CALLER: That's what I'm saying. But to me he is. To me he's evil.
RUSH: No, he's a victim of something.
CALLER: To me, there is an evil on this earth.
RUSH: To them, he's a victim of something.
RUSH: Society, a victim of our gun culture, a victim of the NRA, a victim of Grover Norquist.
CALLER: Yes. Down here in the South, you don't hear a lot about this kind of stuff because they raise their kids here. Guns are everywhere.
RUSH: By the way, Christopher Hitchens thought Mother Teresa was evil.
RUSH: There are leftists who thought she was plenty evil, 'cause they thought she was a fraud. A, she believed in God.
RUSH: That makes you evil in some circles.
CALLER: Right. That's your number one indicator.

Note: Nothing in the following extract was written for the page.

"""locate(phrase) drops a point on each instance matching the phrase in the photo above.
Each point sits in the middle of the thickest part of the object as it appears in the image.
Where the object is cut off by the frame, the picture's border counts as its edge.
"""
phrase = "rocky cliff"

RUSH: But the people you're talking about, you want to know: Why do liberals look at certain things that are clearly criminal or evil and not see it?
CALLER: I don't understand it.
RUSH: Because they think they have the recipe to fix it.
CALLER: Oh, of course.
RUSH: They think --
CALLER: What is it? Everything on TV so far, they're desperately seeking something to tie this kid to so they can blame something.
CALLER: So they can blame the NRA. So they can blame someone.
RUSH: Right. So as to advance a political agenda.
RUSH: Their political agenda is government control, and more of it, and they think that's the solution to this. If they were just in total control of freedom and people and so forth, they could prevent this, because they could then mandatory make their policies apply to everybody. This kid would have been found out earlier. We woulda gotten to him. He'd have been changed. He'd have been perfected. Yeah, that's the thought process. It's a great question. Look, I have to run, Lisa, but I'm glad you called.